Возбуждать к себе уважение и ненависть – вот наше призвание в этой жизни.22 мая.
Все эти дни – жизнь как в аду. От соседей справа слышно фырканье лошади, оно распространяется по всему дому и напоминает какой-то подземный гром. От соседей слева – с семи часов утра до девяти вечера – пронзительный, мучительный, бесконечный писк трех маленьких девочек, от которого мы бежим из нашей гостиной, из нашего сада, из всех уголков дома. В нашем болезненном состоянии, при малокровии, болях желудка, бессоннице, мы изнемогаем под этой пыткой.И вот уже несколько дней, как мы в Пасси, спим в меблированной комнате для коммивояжеров – да, мы, имеющие свой дом, свою мебель, обитую тканями Бове, свои кровати, которые раньше служили герцогиням и в которых, верно, нам не придется спать. О, ирония судьбы!
10 июня.
Отъезд на воды в Руайя. Приступ печени. Всю ночь в вагоне я корчусь, как перерезанный пополам червяк.2 июля.
Мы уезжаем из этого скучного края, от этих вод страдания, шумных гостиниц, от этих табльдотов, ежедневно удлиняющихся для новых дураков.7 июля.
Опять целый день этот безумный шум с обеих сторон. Надо уходить в Булонский лес и там лежать в траве, как бездомным бродягам.1 августа, Сен-Гратьен.
Сегодня здесь обедает принц Наполеон. Он беседует весьма любезно, и у него поистине поразительная этнографическая память: он припоминает названия и описания всех мест, где только бывал, и утверждает, что на свете есть только одно наслаждение – путешествовать.
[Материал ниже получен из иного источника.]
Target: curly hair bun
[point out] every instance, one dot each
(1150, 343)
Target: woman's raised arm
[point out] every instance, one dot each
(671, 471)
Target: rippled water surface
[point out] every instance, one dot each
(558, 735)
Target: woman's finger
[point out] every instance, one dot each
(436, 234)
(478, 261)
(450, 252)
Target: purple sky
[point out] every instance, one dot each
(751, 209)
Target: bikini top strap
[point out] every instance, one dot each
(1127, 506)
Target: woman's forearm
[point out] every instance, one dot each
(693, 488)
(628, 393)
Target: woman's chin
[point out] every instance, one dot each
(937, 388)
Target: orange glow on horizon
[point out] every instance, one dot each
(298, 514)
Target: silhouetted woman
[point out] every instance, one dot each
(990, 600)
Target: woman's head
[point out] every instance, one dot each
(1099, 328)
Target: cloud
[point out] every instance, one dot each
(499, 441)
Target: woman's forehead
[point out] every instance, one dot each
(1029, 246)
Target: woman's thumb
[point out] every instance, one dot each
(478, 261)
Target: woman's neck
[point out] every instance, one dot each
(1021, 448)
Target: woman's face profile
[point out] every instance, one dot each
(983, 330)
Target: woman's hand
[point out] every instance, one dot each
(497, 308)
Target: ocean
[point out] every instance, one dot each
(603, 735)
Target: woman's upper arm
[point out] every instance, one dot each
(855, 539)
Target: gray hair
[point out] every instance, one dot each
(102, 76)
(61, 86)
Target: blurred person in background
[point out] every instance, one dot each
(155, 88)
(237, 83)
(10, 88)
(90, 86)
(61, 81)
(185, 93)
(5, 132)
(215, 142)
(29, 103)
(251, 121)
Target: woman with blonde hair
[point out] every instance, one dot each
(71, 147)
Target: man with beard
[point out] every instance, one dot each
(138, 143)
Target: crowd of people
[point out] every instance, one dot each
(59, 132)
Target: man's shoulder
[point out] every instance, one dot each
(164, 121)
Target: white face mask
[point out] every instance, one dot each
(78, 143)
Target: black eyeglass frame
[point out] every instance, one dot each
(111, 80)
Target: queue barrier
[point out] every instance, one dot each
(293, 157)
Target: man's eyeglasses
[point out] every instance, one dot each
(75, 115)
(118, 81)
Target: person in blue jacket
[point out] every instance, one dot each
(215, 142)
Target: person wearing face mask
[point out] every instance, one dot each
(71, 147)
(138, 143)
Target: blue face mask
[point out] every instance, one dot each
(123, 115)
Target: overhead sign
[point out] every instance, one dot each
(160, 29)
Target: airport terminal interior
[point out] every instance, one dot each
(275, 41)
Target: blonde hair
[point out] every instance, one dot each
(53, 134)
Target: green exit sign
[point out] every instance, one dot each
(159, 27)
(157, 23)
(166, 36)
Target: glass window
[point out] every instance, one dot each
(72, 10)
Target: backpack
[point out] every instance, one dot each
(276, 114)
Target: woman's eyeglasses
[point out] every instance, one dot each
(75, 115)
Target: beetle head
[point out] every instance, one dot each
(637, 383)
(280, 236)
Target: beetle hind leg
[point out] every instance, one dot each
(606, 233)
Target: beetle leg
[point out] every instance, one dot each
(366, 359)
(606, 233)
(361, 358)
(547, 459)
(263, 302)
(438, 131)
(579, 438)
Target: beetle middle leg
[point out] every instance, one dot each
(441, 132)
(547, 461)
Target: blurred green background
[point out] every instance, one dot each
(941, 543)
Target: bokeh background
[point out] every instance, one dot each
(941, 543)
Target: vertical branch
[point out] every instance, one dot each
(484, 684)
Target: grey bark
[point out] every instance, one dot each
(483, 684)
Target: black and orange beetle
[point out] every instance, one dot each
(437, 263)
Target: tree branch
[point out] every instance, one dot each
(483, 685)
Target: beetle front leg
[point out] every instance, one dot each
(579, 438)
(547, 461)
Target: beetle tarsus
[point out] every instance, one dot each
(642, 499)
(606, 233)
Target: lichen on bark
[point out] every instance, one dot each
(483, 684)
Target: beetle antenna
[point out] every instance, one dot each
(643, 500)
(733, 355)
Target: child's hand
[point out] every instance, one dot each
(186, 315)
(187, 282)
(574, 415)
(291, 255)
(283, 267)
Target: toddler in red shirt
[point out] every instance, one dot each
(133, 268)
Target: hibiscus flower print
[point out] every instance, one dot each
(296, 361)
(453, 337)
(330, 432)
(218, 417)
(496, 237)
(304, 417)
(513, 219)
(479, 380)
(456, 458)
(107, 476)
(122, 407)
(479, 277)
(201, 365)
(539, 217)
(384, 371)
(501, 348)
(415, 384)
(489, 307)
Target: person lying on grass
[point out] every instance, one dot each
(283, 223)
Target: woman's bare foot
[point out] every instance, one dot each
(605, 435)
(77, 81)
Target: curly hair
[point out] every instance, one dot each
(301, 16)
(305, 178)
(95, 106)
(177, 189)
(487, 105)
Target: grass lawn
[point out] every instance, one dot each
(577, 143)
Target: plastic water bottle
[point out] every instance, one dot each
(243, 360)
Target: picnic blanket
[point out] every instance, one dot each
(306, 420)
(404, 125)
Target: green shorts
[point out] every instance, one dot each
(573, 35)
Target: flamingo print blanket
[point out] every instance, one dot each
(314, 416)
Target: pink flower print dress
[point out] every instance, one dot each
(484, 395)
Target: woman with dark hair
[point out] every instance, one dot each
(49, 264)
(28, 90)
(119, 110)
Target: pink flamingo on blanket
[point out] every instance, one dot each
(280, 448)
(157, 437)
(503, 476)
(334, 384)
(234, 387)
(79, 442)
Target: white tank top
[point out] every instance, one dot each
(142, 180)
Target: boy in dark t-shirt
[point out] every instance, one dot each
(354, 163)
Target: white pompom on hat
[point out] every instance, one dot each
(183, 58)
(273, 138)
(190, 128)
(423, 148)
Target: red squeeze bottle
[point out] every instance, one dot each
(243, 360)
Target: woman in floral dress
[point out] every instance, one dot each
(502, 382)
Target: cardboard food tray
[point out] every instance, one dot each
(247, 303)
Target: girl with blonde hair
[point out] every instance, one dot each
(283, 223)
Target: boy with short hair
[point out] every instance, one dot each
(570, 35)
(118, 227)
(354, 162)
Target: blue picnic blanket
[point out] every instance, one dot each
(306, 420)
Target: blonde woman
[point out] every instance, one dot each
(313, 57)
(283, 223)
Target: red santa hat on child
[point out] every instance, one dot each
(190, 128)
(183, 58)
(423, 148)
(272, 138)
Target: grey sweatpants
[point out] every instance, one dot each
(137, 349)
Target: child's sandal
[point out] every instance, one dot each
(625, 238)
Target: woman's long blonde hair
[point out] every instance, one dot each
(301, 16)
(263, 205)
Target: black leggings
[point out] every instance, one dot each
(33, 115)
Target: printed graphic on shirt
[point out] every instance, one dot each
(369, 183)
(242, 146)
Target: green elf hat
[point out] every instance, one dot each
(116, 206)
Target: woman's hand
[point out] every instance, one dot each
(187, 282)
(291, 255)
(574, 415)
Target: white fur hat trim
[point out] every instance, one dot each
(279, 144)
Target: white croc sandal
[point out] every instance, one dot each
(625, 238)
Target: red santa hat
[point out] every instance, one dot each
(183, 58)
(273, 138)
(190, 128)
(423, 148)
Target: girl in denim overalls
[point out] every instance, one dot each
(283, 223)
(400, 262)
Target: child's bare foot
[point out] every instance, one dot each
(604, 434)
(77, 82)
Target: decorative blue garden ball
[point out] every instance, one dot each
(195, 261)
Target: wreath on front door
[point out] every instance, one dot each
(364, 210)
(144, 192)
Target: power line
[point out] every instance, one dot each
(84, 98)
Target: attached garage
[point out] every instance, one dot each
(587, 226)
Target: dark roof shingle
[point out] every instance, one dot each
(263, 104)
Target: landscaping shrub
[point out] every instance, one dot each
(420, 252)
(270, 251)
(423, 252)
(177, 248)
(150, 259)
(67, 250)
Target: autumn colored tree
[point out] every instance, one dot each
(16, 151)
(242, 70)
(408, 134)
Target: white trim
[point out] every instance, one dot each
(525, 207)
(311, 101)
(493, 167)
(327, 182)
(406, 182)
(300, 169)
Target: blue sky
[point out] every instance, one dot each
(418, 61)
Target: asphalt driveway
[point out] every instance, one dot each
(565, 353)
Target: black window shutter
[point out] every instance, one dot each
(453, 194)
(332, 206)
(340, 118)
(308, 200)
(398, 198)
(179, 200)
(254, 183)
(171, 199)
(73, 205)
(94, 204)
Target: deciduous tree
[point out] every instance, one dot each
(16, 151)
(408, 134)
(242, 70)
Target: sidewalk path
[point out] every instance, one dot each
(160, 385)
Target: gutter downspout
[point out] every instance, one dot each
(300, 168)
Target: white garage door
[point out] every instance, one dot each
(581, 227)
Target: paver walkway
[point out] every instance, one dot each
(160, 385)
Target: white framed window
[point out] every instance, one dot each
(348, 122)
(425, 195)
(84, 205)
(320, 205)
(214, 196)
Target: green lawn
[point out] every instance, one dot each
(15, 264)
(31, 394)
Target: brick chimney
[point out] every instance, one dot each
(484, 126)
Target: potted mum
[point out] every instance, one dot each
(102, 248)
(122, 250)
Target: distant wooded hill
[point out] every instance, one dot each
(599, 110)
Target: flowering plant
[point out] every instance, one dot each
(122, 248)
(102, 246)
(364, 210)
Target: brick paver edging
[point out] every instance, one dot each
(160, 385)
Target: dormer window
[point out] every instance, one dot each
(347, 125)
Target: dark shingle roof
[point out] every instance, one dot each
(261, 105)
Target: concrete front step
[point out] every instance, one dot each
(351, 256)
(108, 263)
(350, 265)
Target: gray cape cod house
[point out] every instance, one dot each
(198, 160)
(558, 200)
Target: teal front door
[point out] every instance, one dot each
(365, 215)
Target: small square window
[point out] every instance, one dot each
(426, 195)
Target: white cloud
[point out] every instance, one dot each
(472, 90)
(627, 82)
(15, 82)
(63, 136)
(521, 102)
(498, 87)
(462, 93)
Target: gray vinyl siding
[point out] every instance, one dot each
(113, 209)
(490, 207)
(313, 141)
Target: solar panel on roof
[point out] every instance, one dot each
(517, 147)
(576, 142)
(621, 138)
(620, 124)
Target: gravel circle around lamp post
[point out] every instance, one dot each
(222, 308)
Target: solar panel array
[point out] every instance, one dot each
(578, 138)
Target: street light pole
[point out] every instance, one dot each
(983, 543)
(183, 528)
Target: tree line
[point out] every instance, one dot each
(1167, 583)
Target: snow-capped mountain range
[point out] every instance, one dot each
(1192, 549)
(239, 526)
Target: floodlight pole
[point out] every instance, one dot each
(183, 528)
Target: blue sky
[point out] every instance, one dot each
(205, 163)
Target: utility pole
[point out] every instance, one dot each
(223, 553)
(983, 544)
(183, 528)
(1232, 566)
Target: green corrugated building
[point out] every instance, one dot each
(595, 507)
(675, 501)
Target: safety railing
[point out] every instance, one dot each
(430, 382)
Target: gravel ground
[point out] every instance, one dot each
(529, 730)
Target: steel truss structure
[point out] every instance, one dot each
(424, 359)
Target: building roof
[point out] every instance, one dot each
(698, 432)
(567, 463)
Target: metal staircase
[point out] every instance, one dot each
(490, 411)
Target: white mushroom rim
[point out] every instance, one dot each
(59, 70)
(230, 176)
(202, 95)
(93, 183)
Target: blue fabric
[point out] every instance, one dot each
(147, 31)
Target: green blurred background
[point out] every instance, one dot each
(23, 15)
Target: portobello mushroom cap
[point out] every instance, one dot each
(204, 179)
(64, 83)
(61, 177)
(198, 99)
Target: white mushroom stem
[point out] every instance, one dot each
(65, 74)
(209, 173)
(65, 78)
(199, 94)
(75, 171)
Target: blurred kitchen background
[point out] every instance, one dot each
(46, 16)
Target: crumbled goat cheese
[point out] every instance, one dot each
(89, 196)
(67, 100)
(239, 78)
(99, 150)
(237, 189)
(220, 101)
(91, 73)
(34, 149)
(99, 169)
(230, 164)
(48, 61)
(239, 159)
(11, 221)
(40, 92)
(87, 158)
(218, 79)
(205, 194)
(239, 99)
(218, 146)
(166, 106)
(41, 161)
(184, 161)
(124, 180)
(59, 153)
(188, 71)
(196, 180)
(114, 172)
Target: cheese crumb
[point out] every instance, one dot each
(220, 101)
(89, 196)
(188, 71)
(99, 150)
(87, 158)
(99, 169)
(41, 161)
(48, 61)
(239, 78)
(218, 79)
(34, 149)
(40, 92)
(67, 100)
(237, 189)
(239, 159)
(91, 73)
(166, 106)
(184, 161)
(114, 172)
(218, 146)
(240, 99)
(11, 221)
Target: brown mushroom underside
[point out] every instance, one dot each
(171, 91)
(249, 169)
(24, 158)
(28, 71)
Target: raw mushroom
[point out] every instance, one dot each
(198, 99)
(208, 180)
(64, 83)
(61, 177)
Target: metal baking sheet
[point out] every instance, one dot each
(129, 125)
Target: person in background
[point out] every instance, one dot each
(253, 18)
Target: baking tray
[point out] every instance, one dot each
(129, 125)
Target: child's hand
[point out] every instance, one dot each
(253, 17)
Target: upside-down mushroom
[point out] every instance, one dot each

Это лучшее занятие, продолжает он, для тех, кто не может уже отдаваться любовным приключениям, и сам он теперь заменил любовь путешествиями.Недавно я писал, что знатные люди не любят около себя больных. Приношу, однако, повинную. Принцесса отвела нас обоих в уголок и самым нежным, самым дружеским образом упрашивала нас уйти из нашего раздражающего дома, очень мило высмеяла меня за то, что я боюсь показывать ей свою грустную мину и стесняюсь хворать у чужих, наговорила множество милых, кокетливых вещей, подсказанных сердцем.
Она не отпускает нас вечером под дождь, а сегодня утром, пока я еще в постели, посылает мне премилую записку, спрашивая о здоровье и уговаривая нас пожить на ее вилле Катинá, взяв с собой и нашу служанку.
25 августа.
Вчера во время спора по поводу Франка, члена Академии, принцесса сказала мне колкость про мою болезнь печени. Сегодня, за завтраком, я все еще чувствовал обиду; она же все расхваливала Франка, и у меня, в болезненном раздражении, с которым я не справился, вырвалось: «Что ж, принцесса, вам бы сделаться еврейкой!»[76]. Фраза была невежлива, неприлична, груба, и только я сказал, как страшно пожалел о ней.После завтрака, когда я извинялся перед принцессой, высказывая ей глубокую мою привязанность, и когда в моем бесконечно глупом, нервном состоянии слезы мои капали на ее руки, которые я целовал, она заразилась моим волнением, обняла меня, поцеловала в обе щеки и сказала: «Что вы, что вы, да я вас простила! Вы ведь знаете, как я вас люблю… Последнее время я сама, видя всё то, что творится в политике, бываю так нервна!..»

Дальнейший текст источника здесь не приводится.